Comunicare la scienza. Un tema delicato ma rilevantissimo, utile a chi fa ricerca e con ricadute su tutti i cittadini. Perché i frutti della ricerca sono un bene prezioso per l’intera comunità.
E proprio sullo sviluppo di soft skills dedicate alla divulgazione della ricerca si è focalizzata la Summer School organizzata nel campus di Santa Monica dell’Università Cattolica a Cremona per supportare i dottorandi nell’acquisizione di skills trasversali e strumenti strategici: «Nell’era dell’innovazione tecnologica spinta e della parcellizzazione disciplinare del sapere scientifico, diventano ancora più preziosi momenti formativi come questo, volti a “mettere in rete” le persone, a stimolarle al pensiero critico e creativo, a formarle ad una comunicazione più efficace e articolata a seconda dello stakeholder a cui ci si rivolge» spiega Guendalina Graffigna, professoressa di Psicologia dei Consumi e della Salute e direttrice scientifica della Summer School, che ha convogliato a Cremona 23 ricercatori provenienti da tutta Italia.

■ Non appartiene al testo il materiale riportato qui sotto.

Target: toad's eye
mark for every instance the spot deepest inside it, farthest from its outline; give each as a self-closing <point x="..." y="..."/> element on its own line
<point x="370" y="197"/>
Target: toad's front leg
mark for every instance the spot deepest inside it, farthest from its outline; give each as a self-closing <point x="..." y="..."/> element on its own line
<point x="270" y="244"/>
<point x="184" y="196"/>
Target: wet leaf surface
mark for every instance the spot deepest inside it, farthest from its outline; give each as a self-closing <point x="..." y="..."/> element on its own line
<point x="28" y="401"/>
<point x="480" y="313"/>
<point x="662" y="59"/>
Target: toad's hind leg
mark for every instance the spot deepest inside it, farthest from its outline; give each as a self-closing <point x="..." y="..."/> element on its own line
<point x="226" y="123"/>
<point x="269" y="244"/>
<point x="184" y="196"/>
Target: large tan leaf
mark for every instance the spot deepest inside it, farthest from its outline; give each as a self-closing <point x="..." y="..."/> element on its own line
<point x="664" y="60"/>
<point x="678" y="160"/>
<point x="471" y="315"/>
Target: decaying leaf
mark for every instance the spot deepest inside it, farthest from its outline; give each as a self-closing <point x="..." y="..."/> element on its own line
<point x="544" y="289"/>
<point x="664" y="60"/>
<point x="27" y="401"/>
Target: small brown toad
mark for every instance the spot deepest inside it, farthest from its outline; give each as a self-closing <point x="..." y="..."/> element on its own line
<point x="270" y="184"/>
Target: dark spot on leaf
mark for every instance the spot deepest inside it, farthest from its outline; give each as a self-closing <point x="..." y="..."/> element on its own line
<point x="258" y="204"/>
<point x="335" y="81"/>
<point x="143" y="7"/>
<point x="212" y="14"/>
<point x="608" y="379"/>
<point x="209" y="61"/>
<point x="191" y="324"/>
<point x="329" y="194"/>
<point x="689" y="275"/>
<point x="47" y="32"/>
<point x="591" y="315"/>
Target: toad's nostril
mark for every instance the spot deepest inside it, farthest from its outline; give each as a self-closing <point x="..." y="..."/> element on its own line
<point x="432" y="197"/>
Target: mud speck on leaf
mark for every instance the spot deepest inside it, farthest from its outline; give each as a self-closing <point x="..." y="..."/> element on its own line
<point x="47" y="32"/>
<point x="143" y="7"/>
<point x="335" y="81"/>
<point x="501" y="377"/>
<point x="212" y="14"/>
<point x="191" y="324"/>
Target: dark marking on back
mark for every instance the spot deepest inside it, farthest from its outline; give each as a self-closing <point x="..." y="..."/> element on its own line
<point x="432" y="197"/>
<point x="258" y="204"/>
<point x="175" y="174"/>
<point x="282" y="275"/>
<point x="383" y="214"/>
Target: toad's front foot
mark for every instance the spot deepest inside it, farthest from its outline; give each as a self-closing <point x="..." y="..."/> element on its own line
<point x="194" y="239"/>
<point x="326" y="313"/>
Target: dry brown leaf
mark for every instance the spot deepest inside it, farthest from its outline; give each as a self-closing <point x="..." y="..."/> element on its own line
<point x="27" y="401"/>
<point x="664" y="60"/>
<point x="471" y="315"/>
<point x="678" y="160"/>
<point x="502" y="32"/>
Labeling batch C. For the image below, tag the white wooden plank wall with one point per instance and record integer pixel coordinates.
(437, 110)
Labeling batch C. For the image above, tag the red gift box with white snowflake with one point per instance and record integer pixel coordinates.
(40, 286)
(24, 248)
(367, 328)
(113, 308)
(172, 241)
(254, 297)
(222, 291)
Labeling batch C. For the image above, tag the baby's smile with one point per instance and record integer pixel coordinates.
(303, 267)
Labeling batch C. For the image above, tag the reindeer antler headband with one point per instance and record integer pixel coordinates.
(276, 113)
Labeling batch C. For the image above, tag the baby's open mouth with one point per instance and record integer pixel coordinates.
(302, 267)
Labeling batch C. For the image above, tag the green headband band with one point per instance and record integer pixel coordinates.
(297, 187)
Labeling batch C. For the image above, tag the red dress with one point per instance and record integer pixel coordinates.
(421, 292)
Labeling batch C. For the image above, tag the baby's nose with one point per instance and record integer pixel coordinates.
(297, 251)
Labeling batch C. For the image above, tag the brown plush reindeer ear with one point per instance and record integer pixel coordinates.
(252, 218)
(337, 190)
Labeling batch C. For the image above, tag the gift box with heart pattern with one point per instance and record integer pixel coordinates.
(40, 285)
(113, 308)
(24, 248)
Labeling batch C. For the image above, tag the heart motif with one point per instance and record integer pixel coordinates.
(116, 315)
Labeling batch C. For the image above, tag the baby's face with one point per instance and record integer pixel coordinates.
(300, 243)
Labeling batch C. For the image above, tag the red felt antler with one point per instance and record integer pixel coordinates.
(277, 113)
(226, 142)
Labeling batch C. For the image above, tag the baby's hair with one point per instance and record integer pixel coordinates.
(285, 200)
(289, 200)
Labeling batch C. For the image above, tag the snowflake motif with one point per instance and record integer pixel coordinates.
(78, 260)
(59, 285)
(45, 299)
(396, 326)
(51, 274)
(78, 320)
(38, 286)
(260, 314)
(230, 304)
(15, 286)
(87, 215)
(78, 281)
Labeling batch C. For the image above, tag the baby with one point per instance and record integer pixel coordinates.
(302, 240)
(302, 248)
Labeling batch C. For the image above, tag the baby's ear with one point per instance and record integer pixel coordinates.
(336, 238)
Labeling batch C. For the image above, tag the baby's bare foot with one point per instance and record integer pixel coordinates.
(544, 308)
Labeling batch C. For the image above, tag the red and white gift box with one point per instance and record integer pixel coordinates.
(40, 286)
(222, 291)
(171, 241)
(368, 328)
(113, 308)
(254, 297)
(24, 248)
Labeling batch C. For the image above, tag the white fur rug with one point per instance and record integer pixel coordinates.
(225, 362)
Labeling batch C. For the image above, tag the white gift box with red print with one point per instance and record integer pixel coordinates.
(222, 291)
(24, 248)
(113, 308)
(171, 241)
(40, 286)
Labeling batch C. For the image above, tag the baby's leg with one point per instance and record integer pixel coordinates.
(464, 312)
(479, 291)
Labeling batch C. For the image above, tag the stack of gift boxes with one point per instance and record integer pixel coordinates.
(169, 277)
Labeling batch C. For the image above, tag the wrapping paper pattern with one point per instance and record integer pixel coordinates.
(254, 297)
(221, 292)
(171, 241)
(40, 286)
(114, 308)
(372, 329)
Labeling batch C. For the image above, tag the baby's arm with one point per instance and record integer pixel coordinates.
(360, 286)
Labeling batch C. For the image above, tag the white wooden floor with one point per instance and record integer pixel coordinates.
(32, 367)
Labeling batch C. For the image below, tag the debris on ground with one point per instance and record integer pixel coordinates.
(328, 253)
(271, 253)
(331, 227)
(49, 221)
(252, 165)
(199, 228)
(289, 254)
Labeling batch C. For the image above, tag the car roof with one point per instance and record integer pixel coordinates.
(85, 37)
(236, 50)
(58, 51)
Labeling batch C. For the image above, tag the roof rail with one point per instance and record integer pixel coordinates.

Formare alla comunicazione e al finanziamento della ricerca significa del resto aprire ai giovani ricercatori un’occasione di riflessione su come essere imprenditori di sé e delle proprie scoperte scientifiche, «imparando anche a riconoscere il valore del coinvolgimento degli stakeholders interni ed esterni al loro settore di ricerca».
Sulla stella linea Roberto Brambilla, direttore Formazione Postlaurea & Research Partnership Area ricerca e Sviluppo dell’Università Cattolica, che precisa come da quindici anni «seguiamo i nostri dottorandi nella valorizzazione delle proprie competenze, in vista di un loro inserimento nelle carriere della ricerca e in altri settori professionali».
In Europa, lo sviluppo delle transferable skills è particolarmente curato nelle Scuole di dottorato, spiega Brambilla: «Il nostro Ateneo ha calcato da tempo questa strada e oggi vediamo crescere sempre più l’interesse per queste tematiche da parte dei giovani, che ormai arrivano alla nostra Summer School dalle maggiori università italiane».
Un segnale importante, conclude Graffigna «per rilanciare le basi di un patto di fiducia tra scienza e società, oggi sempre più in crisi: formare futuri ricercatori che non solo siano ottimi scienziati ma anche capaci divulgatori delle loro scoperte a beneficio dei destinatari finali delle loro scoperte».